# Data Cleaning and Labeling for Safety Observations

This notebook cleans the observation data and labels each entry as 'Safe' or 'Unsafe' based on the type of reporting.

In [None]:
import pandas as pd

# Load Excel
file_path = "Observations_Raw.xlsx"
excel_data = pd.ExcelFile(file_path)
df = excel_data.parse('ACTIVE Cards')

# Clean column names
df.columns = [col.strip().replace('\n', ' ').replace('\r', ' ').replace('  ', ' ') for col in df.columns]

# Keep only necessary columns
df = df[['Type of reporting', 'Observation']]
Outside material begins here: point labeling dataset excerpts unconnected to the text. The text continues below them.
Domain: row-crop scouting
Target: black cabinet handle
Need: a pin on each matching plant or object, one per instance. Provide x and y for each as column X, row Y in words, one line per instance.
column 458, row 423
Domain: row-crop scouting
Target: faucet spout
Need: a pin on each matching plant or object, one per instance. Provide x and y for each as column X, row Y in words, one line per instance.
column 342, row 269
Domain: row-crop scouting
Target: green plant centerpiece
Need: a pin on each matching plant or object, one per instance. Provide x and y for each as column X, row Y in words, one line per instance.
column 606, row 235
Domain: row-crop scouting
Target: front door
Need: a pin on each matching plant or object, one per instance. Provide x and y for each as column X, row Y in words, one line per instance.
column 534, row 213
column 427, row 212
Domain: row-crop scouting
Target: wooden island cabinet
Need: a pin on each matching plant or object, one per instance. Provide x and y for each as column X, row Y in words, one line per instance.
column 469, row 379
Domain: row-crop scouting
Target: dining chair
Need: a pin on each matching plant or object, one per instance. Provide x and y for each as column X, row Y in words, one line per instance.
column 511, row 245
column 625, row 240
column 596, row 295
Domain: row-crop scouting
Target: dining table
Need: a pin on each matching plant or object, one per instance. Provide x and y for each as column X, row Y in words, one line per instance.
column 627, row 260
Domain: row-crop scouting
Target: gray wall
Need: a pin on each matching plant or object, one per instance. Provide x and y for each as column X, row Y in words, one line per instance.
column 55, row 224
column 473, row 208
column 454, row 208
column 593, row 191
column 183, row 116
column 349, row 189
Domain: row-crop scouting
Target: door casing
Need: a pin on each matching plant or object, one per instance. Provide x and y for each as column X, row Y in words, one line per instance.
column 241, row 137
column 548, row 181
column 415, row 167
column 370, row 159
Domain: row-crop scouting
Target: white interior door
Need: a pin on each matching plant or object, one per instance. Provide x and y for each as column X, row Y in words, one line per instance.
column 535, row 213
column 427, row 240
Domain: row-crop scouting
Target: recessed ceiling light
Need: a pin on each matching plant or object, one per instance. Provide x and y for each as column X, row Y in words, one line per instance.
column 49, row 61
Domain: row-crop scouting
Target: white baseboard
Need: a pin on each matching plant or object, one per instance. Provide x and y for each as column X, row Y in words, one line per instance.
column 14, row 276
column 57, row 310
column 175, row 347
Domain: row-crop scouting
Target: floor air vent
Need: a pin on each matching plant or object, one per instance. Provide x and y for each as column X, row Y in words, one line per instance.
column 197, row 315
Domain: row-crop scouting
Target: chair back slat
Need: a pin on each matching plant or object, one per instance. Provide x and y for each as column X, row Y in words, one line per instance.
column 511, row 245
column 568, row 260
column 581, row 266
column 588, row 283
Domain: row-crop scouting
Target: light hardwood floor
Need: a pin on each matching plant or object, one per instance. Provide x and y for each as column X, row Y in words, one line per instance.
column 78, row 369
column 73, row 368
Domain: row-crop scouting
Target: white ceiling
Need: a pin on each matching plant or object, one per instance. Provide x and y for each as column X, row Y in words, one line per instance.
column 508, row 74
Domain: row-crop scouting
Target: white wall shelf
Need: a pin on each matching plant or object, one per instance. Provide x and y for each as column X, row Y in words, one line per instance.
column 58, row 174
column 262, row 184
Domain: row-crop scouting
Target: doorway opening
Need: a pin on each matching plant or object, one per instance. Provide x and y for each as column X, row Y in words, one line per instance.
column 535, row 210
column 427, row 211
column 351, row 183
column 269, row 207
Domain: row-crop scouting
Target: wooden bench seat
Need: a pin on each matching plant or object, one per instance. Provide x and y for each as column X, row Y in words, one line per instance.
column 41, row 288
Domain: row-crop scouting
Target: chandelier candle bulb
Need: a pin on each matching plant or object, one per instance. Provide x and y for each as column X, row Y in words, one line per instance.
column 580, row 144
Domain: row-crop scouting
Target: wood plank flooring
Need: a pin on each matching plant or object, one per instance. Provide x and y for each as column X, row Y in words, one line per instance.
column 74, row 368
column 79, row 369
# Drop duplicate observations
df = df.drop_duplicates(subset='Observation')

# Remove 'Proposed Improvement'
df = df[df['Type of reporting'] != 'Proposed Improvement']

# Remove null or empty observations
df = df[df['Observation'].notna() & (df['Observation'].str.strip() != '')]

# Add Label column
def assign_label(x):
    if x == "Re ACTIVE (Negative Observation)" or x == "Unsafe Act":
        return "Unsafe"
    elif x == "Pro ACTIVE (Positive Observation)":
        return "Safe"
    else:
        return ""

df['Label'] = df['Type of reporting'].apply(assign_label)

# Reset index
df = df.reset_index(drop=True)

# Summary info
print("Total rows after cleaning:", len(df))
df.head()


In [None]:
df.tail()